According to the survey, 25 percent would like to own a firearm in the future – with the strongest desire coming from Hispanic women at 27 percent. The NSSF said more than half of the respondents (54 percent) would go to a range if they were invited by a friend or family member.

“The face of America is changing,” Mike Bazinet, spokesman for the NSSF, told FNL. “We have seen an increase in overall target shooting participation by 19 percent, from 2009 to 2012. Our customer base is going to be more diverse so if we can provide some consumer insight, we can help motivate the consumer as they are thinking about what they want to do with their entertainment dollars.”

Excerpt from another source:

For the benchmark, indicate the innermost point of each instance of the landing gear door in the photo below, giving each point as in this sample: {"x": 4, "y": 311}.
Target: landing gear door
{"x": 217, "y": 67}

Bazinet says the NSSF website will begin to roll out Spanish-language firearm safety videos in the coming months.

For the NRA and the NSSF Franco, a Latina woman and now a private firearms instructor, is the perfect messenger.  Two years ago, the NRA reached out to Franco to begin doing online videos where she talks about the American Dream and the importance of the Second Amendment.

She says she does not get paid by the NRA but is an “NRA news commentator.” Her father first taught her to shoot when she was 11 years old. She became a member of Venezuela’s Olympic team in her teens, earning at least a dozen international titles over the course of five years. In 2002, she moved to the United States and became a citizen in 2010. Her family still lives in Venezuela.

She believes her pro-gun message in the NRA commercial is effective to Latinos, especially those who are foreign born and have left behind authoritarian regimes and violent countries in Latin America.

“It does resonate,” Franco said. “It is reminding the second generation of Latinos why their parents left – looking for safety, looking for a better future. We left, because we saw crime, we saw that we couldn’t protect ourselves, we cannot allow this to happen in our country.”

Franco and gun rights advocates point to the fact that there is a gun violence epidemic in Latin America despite strict firearm rules in some countries. The CCSP-JP, a Mexican NGO, ranked the Venezuelan capital of Caracas as the world's most violent city in 2015. All but eight of the 50 most violent cities in the world were in Latin America and the Caribbean. This despite the fact that, like other Latin American countries, the Venezuelan government has been restricting gun rights since 2002.

“I’ve had family members killed. I’ve had family members kidnapped. My brother has had a gun to his head,” Franco said. “Now, the only ones who have given away the guns are the civilians because they don’t want to land in jail. The criminals don’t care.”

Spitzer, however, doubts this kind of message will resonate as well with Latinos. He stressed violence in Latin America is a result of corrupt governments, not guns.

“This campaign is swimming upstream,” Spitzer, a political scientist, said of the NRA’s message to Latinos. “The problem isn’t that people don’t have guns, it’s that guns are being used by criminals to terrify the populations because governments are too weak to response to violence in their strategies.”

Franco, a Republican, joined the NRA after picking up a pamphlet at a shooting range in Miami. She is optimistic that the NRA is will only continue to improve their outreach to the Hispanic community.

“They are changing and just the fact they are opening to try new things,” she said, “I think that’s fantastic.”